Okay, so I've just pulled over here for a sec. Oh, hang on a minute. Engine's gone off. Start.
Start up.
Oh, we're in drive.
Automatic stop start, turn that off.
Right, let's have a look back where we were.
We have 6 millibars pressure.
Grams of soot are down to 3.6.
You see, it's just on a regeneration, 0.1 km ago.
Right, so pressure's come down to a healthy number.
Let's hold it up to 2 1/2 RPM.
20.
A lot better than when it had arrived.
All right, so just having a look at the numbers on here.
Um I'll have to go back and look at some of my older videos, but this one just doesn't seem right to me. 75° temperature sensor one.
Surely it's more than 75° down there, you know?
And when you accelerate it, it goes even lower.
Uh, it's fluctuating.
See, this is 275, that's 171. I'd expect to see that at least 150°.
120° with the engine running.
But the pressure is coming down even better now. We've got 18 millibars.
If I can change it, well, it's 18 millibars.
Idle, we just did have five there, yep.
All right, so it's all good. Right, no fault codes now available. I do realize that when I said I was going to do the test drive earlier, um I was looking for fault codes that were going to pop up.
Unfortunately, we didn't get a chance to do that because when when I put the stock file back onto the car, instead of it giving me a fault code for a blocked DPF, it just automatically started doing a regen, so it got rid of the the soot, which was causing the blockage, and it also got rid of the pressure, which would have been causing the turbo underboost.
Um So, basically, by flashing it back to stock, it's got it's sorted itself out, basically, in that sense. But, the main issue here with this car is P200200.
Obviously, somebody's tried to resolve that by deleting fault codes and doing remapping.
It's like basically DPF off but they've tried not to do DPF off or or a DPF delete. They've tried to manipulate the software to get rid of the faults but the DPF still work but obviously clearly it didn't.
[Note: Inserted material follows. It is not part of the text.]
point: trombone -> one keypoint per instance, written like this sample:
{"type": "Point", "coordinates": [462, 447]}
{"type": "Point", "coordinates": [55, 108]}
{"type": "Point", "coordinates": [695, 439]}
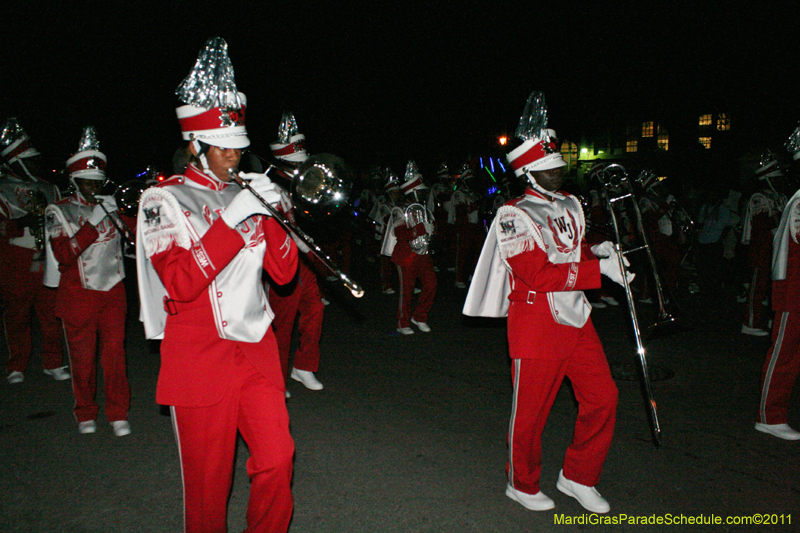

Now um I know a lot of people are trying to copy the video that I've done but this software that I'm using is not available anywhere. It's It's I'm I'm the only person at the moment who can get this software to be able to get the car to work and not give you the P200 code which is opening the parameters basically and letting the car assume that everything's okay because the EGR cooler is the main issue with these cars as you as you know but um problem I'm having now is everyone wants to copy me um and there's an old saying what is it um you can duplicate but not replicate.
That's what someone's tried to do.
They've tried to duplicate what I've done here I think and done it incorrectly. Anyway, so the car is now fixed and we will move on from here.
Right, so that's it. All finished on the Audi A6. See you in the next video.